Head of Gulripshi District
- In office 13 November 2003 – 1 February 2005
- President: Vladislav Ardzinba
- Preceded by: Adgur Kharazia
- Succeeded by: Aslan Baratelia

1st Chairman of the State Committee for State Property and Privatisation
- In office March 1998 – 18 December 2002
- Prime Minister: Sergei Bagapsh Viacheslav Tsugba Anri Jergenia
- Succeeded by: Astamur Appba

Personal details
- Born: July 5, 1961 (age 64) Tkvarcheli

= Tamaz Gogia =

Abkhazian politician (born 1961)

Tamaz Gogia is the current Chairman of the Central Election Commission of Abkhazia.

==Early life==
Gogia was born on 5 July 1961 in Tkvarcheli and graduated from the Krasnoyarsk Technical University.

==Career==
From October 1993 until December 1998, Gogia served as Deputy Head of Ochamchira District.

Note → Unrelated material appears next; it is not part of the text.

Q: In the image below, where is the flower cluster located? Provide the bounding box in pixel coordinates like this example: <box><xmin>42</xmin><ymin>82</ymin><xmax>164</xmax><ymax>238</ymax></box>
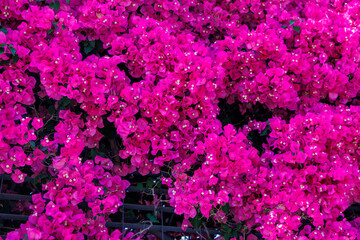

In March 1998, he was appointed as the first Chairman of the newly created State Committee for State Property Management and Privatisation by President Vladislav Ardzinba. Gogia served in this post under Prime Ministers Sergei Bagapsh, Viacheslav Tsugba and Anri Jergenia, but was not in re-appointed in December 2002 in the cabinet of Gennadi Gagulia.

On 16 June 2003, President Ardzinba appointed Gogia as Administration Head of Gulripshi District. In the beginning of 2004, district officials stayed away from work in protest of what they perceived as rudeness from Gogia. In response, Gogia applied for resignation which President Ardzinba granted on 9 February, appointing First Deputy Head Aslan Baratelia in his stead.

Gogia became a member of the Central Election Commission in 2004, but resigned during the Mandarin Revolution following on the October 2004 Presidential election.

In 2016, Gogia was once more appointed to the Central Election Commission. On 23 December, he was elected chairman during the first meeting of the CEC in its new composition (outgoing chairman Batal Tabagua had not been re-appointed to the CEC).